Returning the View
Photographic Project / Installative Work (2021–2022)
Photography, Concept, and StagingThis work is more than photography; it is a performative gesture, an exploration of the fragility of images, and a meditation on whether a landscape can recognize itself. The project exists in the tension between documentation and staging, control and chance, original and reproduction. Can an image return to what it once was? Or does it become something entirely new the moment it is reintroduced to its origin?




An image returns to the place of its creation. But what happens then? On the Greek island of Tinos, where the wind constantly reshapes the landscape, I brought photographs back to the very places where they were originally taken—to photograph them again. A double reflection, a kind of visual déjà-vu. But the landscape did not remain passive. The wind tugged at the prints, light and shadow shifted the composition, and the paper began to suffer. The image collided with its own reality.
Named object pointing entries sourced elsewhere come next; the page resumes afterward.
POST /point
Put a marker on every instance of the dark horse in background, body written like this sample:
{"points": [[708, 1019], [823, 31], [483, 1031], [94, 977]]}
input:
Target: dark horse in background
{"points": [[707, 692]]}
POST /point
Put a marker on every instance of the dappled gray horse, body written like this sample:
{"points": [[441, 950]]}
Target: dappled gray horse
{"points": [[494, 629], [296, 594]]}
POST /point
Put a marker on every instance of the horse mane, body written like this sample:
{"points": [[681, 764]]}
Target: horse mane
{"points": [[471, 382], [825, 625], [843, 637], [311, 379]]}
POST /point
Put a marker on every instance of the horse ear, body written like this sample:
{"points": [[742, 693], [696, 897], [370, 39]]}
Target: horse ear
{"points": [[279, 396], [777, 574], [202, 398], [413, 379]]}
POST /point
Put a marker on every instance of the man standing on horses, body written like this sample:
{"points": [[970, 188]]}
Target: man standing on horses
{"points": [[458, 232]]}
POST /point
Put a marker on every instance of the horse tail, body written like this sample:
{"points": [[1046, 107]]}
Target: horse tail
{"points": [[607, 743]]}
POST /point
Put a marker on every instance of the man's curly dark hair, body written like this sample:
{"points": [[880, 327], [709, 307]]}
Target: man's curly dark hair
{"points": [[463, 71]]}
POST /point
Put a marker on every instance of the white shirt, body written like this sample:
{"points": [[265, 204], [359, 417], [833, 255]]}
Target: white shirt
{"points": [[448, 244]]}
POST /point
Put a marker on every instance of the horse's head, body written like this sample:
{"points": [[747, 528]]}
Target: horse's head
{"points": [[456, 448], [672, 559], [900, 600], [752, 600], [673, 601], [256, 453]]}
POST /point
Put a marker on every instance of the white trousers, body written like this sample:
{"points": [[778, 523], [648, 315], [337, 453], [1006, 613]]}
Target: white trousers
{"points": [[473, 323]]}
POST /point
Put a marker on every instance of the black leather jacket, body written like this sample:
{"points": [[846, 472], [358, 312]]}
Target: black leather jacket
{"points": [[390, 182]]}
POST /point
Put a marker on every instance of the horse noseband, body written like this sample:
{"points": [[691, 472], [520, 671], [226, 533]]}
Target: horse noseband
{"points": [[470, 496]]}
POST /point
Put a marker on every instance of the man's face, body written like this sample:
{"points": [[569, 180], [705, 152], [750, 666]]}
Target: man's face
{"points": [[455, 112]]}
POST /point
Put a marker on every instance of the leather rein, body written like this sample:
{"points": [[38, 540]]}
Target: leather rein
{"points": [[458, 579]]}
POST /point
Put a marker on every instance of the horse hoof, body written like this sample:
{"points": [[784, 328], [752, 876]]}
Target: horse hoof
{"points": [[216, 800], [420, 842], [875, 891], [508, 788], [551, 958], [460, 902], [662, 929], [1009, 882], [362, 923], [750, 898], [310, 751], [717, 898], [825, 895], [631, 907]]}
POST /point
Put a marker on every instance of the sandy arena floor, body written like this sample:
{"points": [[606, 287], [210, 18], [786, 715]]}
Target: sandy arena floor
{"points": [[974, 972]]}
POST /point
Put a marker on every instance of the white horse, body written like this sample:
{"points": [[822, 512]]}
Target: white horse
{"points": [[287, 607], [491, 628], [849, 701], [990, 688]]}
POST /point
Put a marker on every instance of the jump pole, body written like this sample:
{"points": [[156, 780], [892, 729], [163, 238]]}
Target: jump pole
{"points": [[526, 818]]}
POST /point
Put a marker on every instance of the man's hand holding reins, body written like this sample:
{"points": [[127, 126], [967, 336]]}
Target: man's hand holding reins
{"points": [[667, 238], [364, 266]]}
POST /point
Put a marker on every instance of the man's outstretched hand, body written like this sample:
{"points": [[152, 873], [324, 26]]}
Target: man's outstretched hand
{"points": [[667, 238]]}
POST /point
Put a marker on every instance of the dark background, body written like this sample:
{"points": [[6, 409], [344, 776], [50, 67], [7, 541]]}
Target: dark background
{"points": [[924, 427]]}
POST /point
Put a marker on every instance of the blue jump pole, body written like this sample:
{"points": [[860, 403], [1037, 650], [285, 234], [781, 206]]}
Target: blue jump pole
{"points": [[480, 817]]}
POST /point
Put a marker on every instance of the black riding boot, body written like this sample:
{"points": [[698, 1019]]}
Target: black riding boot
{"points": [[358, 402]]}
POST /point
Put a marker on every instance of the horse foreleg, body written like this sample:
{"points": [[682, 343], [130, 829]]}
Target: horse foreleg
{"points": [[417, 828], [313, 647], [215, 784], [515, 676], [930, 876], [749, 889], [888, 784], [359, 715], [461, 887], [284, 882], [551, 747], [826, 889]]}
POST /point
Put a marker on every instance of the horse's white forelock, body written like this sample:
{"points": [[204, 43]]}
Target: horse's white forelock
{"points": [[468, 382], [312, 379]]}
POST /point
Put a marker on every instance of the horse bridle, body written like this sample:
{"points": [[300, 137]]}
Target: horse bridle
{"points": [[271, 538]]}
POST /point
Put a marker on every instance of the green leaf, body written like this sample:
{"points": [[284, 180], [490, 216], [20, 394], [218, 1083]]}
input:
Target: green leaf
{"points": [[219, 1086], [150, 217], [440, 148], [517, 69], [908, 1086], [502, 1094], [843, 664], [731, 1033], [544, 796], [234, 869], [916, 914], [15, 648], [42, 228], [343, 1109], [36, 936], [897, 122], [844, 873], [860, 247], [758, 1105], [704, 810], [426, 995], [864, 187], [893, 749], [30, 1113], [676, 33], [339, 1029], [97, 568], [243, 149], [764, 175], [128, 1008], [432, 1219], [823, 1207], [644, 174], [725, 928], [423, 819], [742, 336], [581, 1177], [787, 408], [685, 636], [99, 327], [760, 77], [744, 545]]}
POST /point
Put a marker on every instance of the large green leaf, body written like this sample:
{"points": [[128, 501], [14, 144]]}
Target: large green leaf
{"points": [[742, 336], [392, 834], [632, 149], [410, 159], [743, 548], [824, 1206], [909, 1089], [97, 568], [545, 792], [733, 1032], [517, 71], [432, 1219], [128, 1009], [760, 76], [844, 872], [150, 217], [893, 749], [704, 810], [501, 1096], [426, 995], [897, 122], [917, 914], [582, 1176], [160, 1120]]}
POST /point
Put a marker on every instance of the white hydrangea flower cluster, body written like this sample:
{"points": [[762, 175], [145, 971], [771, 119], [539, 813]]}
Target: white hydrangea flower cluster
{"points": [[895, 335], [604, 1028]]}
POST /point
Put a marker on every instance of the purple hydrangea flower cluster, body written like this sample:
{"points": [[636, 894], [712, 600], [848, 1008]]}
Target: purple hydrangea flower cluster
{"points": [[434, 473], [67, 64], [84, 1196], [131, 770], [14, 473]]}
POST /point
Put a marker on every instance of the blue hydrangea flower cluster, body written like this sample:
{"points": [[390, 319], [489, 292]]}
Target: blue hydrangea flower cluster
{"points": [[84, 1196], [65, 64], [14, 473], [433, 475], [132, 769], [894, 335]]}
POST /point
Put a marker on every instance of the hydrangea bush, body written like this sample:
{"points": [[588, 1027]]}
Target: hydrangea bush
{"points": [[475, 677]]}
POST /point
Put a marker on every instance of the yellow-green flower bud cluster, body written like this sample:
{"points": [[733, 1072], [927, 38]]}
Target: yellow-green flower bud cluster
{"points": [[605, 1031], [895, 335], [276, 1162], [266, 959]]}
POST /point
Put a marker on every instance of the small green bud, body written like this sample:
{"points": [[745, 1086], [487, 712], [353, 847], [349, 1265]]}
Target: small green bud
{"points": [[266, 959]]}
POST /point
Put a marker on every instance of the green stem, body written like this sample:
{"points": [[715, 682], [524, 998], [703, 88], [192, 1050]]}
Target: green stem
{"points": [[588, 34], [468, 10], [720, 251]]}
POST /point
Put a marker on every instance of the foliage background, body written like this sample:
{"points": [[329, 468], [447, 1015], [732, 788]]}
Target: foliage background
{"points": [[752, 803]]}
It was as if the landscape itself protested against this artificial return—as if it refused to sit still for its own portrait.




The images engage with a central question of contemporary visual culture: In a world where photographs are infinitely replicated and circulated, what does it mean to return an image to physical presence? Reintroducing these photographs into the landscape is a reversal of the photographic act—not capturing a moment, but deliberately exposing images to an environment that alters them.
Returning the View is a reflection on the nature of the image itself—on its materiality, its impermanence, and what remains when representation and reality confront each other.